GoFundMe vs. GiveSendGo
O’Keefe has a history of promoting crowdfunding pages for his public “insiders.” Up until late 2020, Project Veritas “whistleblowers” frequently used crowdfunding site GoFundMe, raking in as much as over $100,000. O’Keefe has promoted some of these fundraisers directly in his videos.
But GoFundMe pages associated with Project Veritas “insiders” came under scrutiny in September of 2020 after a video series accused Rep. Ilhan Omar (D-MN) of being associated with an illegal ballot collection scheme. The “insider” interviewed for this series was Omar Jamal, a longtime media figure with a history of making unsubstantiated claims, including that Al Qaeda had an active presence in the Twin Cities. While GoFundMe said it investigated Jamal’s fundraiser, the page appears to still be up and active.
Project Veritas ceased promoting GoFundMe campaigns shortly after the 2020 election, when the site shut down a fundraiser for an “insider” who claimed that his supervisor at a post office in Pennsylvania was illegally backdating ballots. Now, Project Veritas promotes a new platform that its “whistleblowers” use to rake in up to hundreds of thousands of dollars.
GiveSendGo is a Christian crowdfunding site launched in 2015, purportedly as a tool to raise money for missionary trips -- but it has since reportedly become a haven for far-right causes. Project Veritas-affiliated campaigns seem to be some of the largest on the site, with each “insider” campaign Media Matters identified making well over $100,000. Most other “trending” campaigns rarely receive even half that. Notable exceptions are largely for far-right extremist groups, including one fundraiser used to raise money to travel to Washington, D.C., for the January 6 Capitol riot and another created to raise money for the defense of Kyle Rittenhouse, the man who allegedly killed two protesters in Kenosha, Wisconsin, in the aftermath of the police killing of Jacob Blake.
So far, GiveSendGo has hosted at least five major fundraisers for Project Veritas “insiders.” Each one was promoted in Project Veritas communications — either in its videos, or its emails to supporters, or both.
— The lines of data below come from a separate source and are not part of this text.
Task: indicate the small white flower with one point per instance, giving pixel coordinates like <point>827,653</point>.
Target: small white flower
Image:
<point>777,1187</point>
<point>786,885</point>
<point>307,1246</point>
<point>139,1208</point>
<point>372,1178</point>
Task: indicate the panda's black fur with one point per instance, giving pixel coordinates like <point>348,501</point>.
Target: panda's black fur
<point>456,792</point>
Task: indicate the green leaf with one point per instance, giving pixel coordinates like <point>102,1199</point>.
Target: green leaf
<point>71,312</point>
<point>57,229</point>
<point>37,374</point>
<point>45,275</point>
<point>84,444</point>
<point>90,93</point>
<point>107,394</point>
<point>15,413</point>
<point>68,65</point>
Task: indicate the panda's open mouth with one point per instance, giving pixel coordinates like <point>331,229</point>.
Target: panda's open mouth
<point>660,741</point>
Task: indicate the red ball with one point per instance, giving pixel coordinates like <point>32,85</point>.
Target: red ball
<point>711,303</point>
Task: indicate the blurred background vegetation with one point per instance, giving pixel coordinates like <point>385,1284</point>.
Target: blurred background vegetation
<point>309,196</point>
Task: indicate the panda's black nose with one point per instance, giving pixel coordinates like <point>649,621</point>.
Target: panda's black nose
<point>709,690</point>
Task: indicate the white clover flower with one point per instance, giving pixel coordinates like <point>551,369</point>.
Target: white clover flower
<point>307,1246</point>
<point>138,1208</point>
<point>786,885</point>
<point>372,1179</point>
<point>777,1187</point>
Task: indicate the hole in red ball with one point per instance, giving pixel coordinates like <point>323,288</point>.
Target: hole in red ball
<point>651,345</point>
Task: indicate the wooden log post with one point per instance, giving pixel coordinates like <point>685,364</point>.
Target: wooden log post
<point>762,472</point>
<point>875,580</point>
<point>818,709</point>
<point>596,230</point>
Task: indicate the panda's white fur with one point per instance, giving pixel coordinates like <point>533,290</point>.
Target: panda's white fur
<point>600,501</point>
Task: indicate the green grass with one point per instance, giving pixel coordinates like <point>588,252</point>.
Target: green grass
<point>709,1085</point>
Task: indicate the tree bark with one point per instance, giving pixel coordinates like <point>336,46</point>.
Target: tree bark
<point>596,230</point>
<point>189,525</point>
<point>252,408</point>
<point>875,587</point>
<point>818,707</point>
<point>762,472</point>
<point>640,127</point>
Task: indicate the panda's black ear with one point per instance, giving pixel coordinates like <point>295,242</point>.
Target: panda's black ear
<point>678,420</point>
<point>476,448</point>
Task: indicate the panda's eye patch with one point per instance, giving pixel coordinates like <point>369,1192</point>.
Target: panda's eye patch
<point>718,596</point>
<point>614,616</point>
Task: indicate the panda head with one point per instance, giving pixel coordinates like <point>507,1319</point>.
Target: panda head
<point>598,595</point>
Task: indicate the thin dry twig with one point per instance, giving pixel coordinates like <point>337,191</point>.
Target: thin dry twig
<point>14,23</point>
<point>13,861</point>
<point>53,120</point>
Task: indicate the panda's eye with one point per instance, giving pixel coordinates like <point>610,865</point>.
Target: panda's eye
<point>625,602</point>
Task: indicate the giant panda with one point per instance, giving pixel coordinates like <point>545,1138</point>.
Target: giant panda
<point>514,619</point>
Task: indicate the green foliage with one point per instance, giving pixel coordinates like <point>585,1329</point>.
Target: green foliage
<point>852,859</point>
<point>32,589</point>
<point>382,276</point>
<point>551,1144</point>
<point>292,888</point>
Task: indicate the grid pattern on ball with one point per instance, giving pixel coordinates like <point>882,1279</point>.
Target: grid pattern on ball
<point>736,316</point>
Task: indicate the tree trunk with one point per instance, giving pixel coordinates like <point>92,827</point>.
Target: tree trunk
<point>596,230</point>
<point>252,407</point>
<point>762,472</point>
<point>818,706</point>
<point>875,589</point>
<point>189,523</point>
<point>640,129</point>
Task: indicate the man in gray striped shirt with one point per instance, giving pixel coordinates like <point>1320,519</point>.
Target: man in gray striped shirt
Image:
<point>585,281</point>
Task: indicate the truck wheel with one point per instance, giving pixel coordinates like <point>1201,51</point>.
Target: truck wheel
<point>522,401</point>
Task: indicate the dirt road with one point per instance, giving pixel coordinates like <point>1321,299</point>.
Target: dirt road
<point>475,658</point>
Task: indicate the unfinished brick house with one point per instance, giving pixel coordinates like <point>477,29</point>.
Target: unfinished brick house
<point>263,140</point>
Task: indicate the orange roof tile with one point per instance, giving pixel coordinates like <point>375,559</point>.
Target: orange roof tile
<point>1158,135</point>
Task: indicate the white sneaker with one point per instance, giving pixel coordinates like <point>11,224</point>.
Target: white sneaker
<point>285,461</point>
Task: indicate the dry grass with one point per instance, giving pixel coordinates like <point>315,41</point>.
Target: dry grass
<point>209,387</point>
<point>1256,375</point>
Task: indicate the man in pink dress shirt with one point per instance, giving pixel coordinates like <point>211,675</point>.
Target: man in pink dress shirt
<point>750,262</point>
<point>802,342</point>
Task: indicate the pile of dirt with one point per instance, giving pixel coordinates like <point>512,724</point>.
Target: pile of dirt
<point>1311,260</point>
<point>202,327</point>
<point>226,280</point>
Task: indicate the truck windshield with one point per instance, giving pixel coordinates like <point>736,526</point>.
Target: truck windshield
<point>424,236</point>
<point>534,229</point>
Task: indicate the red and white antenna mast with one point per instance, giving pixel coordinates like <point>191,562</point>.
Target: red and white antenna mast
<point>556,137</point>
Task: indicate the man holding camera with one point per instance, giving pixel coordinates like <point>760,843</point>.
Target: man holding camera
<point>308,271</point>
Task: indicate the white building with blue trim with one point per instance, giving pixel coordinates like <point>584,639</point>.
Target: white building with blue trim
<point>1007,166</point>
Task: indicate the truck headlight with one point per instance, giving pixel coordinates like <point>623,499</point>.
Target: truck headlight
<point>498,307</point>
The first GiveSendGo after GoFundMe
After GoFundMe shut down the fundraiser for Project Veritas’ U.S. Postal Service “whistleblower,” a GiveSendGo page for him appeared around November 10. The insider, a postal worker named Richard Hopkins, told Project Veritas he overheard a conversation in which the postmaster told his supervisor to backdate mail-in ballots received after November 3. Hopkins then recanted this claim to USPS investigators.
Hopkins and O’Keefe have since tried to claim that the postal worker was coerced by investigators, even releasing what appears to be two hours of uncut audio of the interview with investigators. However, that two hours of tape reveal that Hopkins was quick to say it’s possible he made the wrong assumptions, telling investigators, “I didn’t specifically hear the whole story. I just heard a part of it, and I could’ve missed a lot of it.”
The GiveSendGo campaign is listed as started by Hopkins, and the header image is a photo of a James O’Keefe tweet that was quote-tweeted by then-President Donald Trump. The description of the fundraiser claims that it will “help me now that I have been put on unpaid leave from my job in Erie and have been ostracized by most of my coworkers.” Months later, the fundraiser has accumulated more than $236,000 from over 5,700 individual donations.